4. Thinking-level DPO (T-DPO) + Iterative Self-training. Given the same prefix \(s_{1:t-1}\), positive \(s_t^+\) and negative \(s_t^-\) continuations for the same thinking step are compared: $\(L_{\text{T-DPO}}=-\mathbb{E}\big[\log\sigma(\beta\log\frac{\pi_\theta(s_t^+\mid s_{1:t-1})}{\pi_{ref}(s_t^+\mid s_{1:t-1})}-\beta\log\frac{\pi_\theta(s_t^-\mid s_{1:t-1})}{\pi_{ref}(s_t^-\mid s_{1:t-1})})\big]\)$ This is optimized alongside an SFT loss. Unlike TreePO/SPO which segments long sequences into many short fragments, MobileIPL uses the fixed CoaT-tree to model thinking, with values derived directly from rule rewards (avoiding unstable PRMs), making sampling and training more efficient.
5. Three-stage Instruction Evolution: Mitigating SFT overfitting and enhancing UI understanding. Since CoaT patterns become rigid after warm-up SFT, the authors use GPT-4o to generate three levels of Q&A based on real screenshots: Level I General GUI Q&A (grounding/referring/description), Level II Component functions and nested relationships (avoiding misidentifying textviews as buttons), and Level III Advanced FAQ (page structure, navigation expectations). These are manually filtered and mixed with original trajectories \(T\) for SFT, preventing static instruction overfitting and improving UI layout understanding via visually grounded Q&A. This expanded the sampling space from 4% to 31% and the correct answer ratio from 72.7% to 77.9%.
Key Experimental Results¶
Main Results¶
Performance on AITZ, AMEX, and AndroidControl benchmarks using Qwen2-VL-7B as the backbone, with Step.Acc as the primary metric:
| Benchmark | Key Comparison | MobileIPL | Strongest Baseline |
|---|---|---|---|
| AITZ (Total) | vs Falcon-UI-7B (3M GUI pre-training) | 69.15 | 69.10 |
| AITZ (Total) | vs Seed Model / Qwen2-VL-7B | 69.15 | 55.40 / 60.36 |
| AMEX (Overall) | vs SphAgent-7B (SOTA) | 74.29 | 70.71 (+3.58) |
| AMEX (Overall) | vs OS-Atlas / UI-Tars | 74.29 | 70.33 / 70.33 (+3.96) |
| AndroidControl (Step.Acc) | vs UI-Tars-7B / OS-Atlas | 72.7 | 72.5 / 71.2 |
| AndroidControl (Grounding) | vs Qwen2-VL-7B (SFT) | 77.0 | 68.5 (+8.5) |
On the AndroidControl OOD subsets (IDD / app-unseen / task-unseen), MobileIPL achieved 73.6 / 70.0 / 72.2, significantly outperforming OS-Atlas (71.2 / 60.7 / 66.2) and Qwen2-VL-GRPO (70.2 / 68.1 / 69.7).
Ablation Study¶
Ablation on AITZ Round 1 (MobileIPL-R1 = 65.4):
| Setting | Total | Δ |
|---|---|---|
| MobileIPL-R1 (Full) | 65.4 | — |
| − IPL (SFT only) | 60.4 | −5.0 |
| − Instruction Evo | 62.9 | −2.5 |
| − IPL Negatives | 61.4 | −4.0 |
| − IPL + Naive DPO (Full Trajectory) | 60.3 | −5.1 |
| 1/2 Training Data (R1) | 64.8 | −0.6 |
| 4/5 Training Data (R2) | 60.6 | −4.8 |
Key Findings¶
- IPL is core: Removing IPL causes a 5.0% drop; negative samples contribute 4.0%, suggesting they teach "how to reason" rather than simple memorization.

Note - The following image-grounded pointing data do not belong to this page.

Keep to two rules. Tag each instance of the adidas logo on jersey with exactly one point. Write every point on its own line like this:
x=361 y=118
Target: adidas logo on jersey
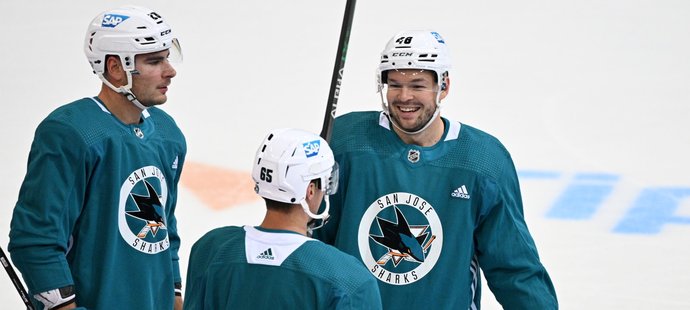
x=461 y=192
x=268 y=254
x=174 y=165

- Thinking-level DPO outperforms Naive DPO: Using naive DPO on full trajectories dropped performance to 60.3%, lower than SFT with positive CoaT-tree samples (61.4%), validating the effectiveness of step-wise optimization.

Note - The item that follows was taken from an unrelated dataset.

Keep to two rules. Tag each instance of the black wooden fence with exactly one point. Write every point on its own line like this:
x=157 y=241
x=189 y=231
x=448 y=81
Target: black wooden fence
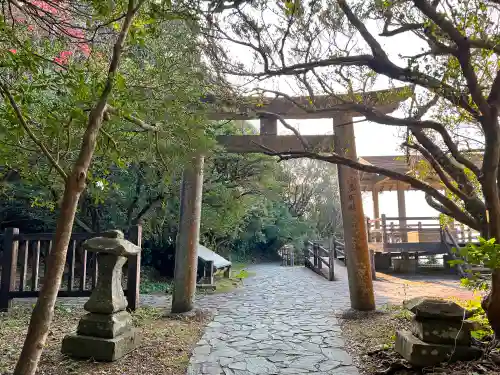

- Efficient at low-resource: With half the data, the first round of IPL (64.8) already surpassed the best results of original CoaT-SFT and naive DPO.
- Best Efficiency-Performance Trade-off: MobileIPL (69.15, ~27 rollouts) outperforms SPO-Chain (68.03, ~54 rollouts) and GRPO (66.29, 8 rollouts).
- K=3 is the sweet spot: Increasing \(K\) from 3 to 4 increases tree nodes from 27 to 64 but yields less than 1% improvement.
Highlights & Insights¶
- Rule-based Rewards + Backpropagation as PRM Alternative: In mobile GUI scenarios where step-level labeling is extremely expensive, this bypasses the need for unstable PRMs by using smooth signals from CLICK distance and INPUT F1.
- α/β/γ Classification is a Clean Abstraction: It clearly defines which data to ignore (perfect), which to mine for contrast (mixed), and which to use for grounding (all wrong), using a value gap threshold to filter noise.
- Multi-turn Dialogue Addresses VLM Pain Points: It prevents image tokens from overwhelming text instructions, a critical observation for GUI agents compared to text-only CoT.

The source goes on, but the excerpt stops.